You can pick it up in stores, where all the Verizon employees will have Santa Claus outfits to celebrate the launch, or you can have it shipped to you, and FedEx will do a special holiday delivery where a FedEx employee will come down your chimney in the middle of the night wearing a Santa suit and leave it under your tree. As a bonus, since we waited SO long for the release, it comes preinstalled with Jelly Bean.

Who's excited ????

P.S. I confirmed this with rickjames, a FedEx employee


----------



## Spartan051xKurtA (Jul 31, 2011)

Oh God please don't say this.

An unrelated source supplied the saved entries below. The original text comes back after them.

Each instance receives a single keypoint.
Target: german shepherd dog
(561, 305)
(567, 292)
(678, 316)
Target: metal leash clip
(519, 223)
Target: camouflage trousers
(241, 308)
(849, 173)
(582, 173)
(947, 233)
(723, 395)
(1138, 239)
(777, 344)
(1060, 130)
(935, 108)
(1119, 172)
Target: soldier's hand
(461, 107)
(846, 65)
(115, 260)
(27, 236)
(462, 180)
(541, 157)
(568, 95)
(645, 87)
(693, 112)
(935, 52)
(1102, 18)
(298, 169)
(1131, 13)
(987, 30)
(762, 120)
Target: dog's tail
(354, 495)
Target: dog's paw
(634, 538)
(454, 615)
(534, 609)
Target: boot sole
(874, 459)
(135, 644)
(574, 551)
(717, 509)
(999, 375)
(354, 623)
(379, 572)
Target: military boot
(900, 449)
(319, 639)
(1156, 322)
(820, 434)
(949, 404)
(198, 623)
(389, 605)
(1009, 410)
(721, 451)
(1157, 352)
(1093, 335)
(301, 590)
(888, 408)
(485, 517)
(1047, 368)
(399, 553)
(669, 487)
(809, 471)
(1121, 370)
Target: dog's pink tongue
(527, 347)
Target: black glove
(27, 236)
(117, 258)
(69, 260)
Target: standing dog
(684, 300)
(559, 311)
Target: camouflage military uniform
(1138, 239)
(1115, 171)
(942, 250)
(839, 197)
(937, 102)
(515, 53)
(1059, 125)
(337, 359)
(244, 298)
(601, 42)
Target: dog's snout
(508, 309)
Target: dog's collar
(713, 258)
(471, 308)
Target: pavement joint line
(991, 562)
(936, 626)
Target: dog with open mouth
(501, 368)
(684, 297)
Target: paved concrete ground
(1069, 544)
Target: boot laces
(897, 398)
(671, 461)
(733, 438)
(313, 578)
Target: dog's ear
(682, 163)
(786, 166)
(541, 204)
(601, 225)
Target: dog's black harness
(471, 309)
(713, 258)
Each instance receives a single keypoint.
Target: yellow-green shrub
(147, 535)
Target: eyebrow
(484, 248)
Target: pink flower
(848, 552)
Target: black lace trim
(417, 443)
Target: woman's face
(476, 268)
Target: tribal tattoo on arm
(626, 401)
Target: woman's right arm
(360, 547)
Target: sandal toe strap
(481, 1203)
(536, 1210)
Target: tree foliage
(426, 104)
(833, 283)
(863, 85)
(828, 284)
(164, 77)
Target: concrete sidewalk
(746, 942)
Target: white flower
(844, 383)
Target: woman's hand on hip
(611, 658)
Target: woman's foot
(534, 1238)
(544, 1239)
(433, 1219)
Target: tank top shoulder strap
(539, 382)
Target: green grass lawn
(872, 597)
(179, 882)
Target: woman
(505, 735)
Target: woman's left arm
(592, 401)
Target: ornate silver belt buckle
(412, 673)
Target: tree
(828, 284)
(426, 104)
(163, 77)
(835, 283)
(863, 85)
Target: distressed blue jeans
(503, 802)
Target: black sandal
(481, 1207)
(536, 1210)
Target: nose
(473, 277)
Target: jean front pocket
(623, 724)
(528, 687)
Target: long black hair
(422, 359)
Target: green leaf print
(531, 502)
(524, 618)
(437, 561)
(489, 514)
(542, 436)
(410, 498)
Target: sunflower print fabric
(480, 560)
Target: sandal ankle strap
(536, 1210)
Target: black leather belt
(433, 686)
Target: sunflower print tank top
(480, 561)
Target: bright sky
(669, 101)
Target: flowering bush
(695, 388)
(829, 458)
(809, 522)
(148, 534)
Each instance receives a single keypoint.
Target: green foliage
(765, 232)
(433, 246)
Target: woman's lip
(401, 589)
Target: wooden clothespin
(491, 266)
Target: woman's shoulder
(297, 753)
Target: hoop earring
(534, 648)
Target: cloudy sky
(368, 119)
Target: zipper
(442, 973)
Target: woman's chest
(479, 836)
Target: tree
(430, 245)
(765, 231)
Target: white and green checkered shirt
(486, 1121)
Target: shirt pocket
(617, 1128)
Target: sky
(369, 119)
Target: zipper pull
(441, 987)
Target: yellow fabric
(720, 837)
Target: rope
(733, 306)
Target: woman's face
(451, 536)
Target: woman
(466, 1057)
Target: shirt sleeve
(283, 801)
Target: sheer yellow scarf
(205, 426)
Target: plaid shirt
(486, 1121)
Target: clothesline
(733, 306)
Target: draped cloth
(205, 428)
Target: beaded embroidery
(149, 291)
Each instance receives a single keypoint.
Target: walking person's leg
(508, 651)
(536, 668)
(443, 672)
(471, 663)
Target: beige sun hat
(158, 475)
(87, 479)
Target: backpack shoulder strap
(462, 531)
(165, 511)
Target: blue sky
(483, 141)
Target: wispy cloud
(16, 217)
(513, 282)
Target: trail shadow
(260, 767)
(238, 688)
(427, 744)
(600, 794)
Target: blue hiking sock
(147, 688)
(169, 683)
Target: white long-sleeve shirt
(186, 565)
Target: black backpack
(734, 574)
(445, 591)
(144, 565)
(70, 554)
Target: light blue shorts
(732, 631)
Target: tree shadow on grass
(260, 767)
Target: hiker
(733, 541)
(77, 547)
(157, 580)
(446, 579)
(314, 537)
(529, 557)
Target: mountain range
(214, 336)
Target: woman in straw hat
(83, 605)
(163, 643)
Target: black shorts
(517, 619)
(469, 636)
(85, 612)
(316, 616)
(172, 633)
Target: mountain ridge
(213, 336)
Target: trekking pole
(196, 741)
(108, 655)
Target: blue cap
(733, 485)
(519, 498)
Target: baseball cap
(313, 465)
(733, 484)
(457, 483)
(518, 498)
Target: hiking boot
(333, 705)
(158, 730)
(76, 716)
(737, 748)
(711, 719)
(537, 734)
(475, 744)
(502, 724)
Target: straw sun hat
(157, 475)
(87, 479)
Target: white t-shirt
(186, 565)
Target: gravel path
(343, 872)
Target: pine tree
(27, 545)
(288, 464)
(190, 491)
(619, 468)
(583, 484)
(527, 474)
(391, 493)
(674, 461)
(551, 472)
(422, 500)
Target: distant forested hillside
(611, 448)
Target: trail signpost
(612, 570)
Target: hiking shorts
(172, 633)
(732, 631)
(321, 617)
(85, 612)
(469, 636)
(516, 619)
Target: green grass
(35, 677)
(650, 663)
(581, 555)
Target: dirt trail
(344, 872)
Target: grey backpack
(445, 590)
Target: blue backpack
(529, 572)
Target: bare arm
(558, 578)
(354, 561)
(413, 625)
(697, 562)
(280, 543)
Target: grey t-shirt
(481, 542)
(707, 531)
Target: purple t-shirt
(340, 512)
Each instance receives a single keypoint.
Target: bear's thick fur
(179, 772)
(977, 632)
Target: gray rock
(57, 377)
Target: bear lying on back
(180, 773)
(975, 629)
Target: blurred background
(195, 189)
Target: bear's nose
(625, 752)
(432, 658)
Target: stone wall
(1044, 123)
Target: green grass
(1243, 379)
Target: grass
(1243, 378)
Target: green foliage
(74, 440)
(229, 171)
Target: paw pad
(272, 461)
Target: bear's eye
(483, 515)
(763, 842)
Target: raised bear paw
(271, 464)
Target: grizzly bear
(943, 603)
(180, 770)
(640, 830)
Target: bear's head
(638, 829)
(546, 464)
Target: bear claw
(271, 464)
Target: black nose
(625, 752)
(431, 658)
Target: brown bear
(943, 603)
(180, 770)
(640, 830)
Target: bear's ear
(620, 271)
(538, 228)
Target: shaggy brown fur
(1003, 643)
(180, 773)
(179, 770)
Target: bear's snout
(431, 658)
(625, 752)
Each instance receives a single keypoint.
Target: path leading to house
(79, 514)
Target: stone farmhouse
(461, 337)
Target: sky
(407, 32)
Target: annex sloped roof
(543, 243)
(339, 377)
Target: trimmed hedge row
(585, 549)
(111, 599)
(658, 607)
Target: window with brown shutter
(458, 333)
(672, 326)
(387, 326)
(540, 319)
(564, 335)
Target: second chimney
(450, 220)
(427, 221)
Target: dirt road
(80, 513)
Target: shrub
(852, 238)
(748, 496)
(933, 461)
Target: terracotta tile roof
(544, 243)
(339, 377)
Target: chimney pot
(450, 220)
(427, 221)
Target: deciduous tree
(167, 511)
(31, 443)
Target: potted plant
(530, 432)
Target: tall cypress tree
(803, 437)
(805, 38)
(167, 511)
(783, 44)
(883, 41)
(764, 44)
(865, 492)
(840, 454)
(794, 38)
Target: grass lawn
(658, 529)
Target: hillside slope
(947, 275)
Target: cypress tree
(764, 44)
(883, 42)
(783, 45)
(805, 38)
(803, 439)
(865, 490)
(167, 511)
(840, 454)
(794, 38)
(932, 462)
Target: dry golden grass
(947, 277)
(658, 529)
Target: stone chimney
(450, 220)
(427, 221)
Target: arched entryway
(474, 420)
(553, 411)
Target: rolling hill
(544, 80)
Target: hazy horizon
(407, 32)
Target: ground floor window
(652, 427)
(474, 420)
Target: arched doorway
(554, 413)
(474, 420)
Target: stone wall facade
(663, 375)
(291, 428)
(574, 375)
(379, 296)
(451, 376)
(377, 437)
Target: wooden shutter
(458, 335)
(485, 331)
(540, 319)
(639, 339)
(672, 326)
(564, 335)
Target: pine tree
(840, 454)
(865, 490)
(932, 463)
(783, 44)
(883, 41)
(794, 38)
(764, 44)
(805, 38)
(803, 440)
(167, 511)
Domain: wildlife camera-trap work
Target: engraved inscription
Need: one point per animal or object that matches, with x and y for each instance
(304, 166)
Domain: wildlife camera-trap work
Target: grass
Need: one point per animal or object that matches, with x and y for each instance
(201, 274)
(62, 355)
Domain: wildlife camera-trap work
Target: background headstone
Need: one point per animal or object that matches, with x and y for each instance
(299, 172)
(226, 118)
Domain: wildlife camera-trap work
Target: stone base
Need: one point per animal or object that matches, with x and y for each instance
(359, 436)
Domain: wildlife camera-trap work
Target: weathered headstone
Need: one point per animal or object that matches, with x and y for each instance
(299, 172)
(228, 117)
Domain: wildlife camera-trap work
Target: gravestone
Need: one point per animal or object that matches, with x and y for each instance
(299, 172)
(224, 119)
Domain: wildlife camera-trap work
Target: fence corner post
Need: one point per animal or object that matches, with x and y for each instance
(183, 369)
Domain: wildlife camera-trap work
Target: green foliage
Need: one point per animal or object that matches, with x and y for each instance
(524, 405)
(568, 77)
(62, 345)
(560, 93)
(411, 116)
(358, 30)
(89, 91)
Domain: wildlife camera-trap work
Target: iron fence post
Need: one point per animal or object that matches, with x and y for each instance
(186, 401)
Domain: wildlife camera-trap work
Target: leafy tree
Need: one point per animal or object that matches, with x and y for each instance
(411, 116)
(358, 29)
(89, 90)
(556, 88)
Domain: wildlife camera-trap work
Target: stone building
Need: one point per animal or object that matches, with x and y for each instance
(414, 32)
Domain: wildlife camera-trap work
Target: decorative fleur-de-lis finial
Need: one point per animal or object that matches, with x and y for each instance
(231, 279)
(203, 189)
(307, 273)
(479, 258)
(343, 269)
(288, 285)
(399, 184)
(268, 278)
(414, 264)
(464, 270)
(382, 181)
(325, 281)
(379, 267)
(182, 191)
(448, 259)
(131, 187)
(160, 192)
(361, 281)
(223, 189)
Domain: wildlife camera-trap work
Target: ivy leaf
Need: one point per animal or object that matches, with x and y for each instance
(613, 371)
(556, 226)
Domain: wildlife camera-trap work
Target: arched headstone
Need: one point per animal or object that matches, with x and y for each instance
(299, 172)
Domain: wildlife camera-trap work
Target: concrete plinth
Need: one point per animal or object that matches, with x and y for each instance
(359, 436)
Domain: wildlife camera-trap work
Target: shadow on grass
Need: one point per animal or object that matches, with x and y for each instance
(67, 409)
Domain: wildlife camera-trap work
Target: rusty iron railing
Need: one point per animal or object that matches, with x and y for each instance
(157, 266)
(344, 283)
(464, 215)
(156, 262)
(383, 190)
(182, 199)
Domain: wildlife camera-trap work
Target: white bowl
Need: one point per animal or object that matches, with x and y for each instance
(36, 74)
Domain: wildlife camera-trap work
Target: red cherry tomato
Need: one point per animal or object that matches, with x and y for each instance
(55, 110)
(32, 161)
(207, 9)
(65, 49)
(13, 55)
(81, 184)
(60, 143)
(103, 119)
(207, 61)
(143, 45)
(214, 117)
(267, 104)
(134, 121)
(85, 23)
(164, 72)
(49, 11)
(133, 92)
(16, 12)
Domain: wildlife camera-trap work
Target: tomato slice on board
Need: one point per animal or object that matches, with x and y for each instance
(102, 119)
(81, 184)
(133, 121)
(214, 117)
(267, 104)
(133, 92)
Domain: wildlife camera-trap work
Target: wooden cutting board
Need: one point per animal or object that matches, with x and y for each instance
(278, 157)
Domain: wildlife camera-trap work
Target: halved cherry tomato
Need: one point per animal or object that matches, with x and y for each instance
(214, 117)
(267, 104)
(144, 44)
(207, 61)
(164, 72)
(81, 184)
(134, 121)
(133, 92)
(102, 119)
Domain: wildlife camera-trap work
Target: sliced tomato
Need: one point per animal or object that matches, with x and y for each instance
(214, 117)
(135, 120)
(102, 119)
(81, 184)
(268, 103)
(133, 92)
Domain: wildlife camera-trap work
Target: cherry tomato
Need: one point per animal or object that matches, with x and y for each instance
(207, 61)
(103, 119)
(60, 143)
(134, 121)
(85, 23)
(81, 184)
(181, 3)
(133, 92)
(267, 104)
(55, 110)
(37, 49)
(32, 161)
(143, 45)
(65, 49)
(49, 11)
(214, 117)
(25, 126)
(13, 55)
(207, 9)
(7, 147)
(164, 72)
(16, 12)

It sounds like the same old story of extending the release date till something better comes along look.at what happend to the poor bionic

Sent from my ADR6400L using Tapatalk


----------



## Rootuser3.0 (Oct 8, 2011)

davidnc said:


> I read where it was now rumored to be Dec.8 th
> 
> Sent from me


http://www.ubergizmo.com/2011/11/samsung-galaxy-nexus-headed-to-verizon-december-8th/


----------



## Mustang302LX (Jun 28, 2011)

Spartan051xKurtA said:


> Oh God please don't say this. It sounds like the same old story of extending the release date till something better comes along look.at what happend to the poor bionic
> 
> Sent from my ADR6400L using Tapatalk


Again the Bionic was annoucned at CES in January. Then it took them till the start of September to actually get the device to the public. This is hardly even close to that situation.


----------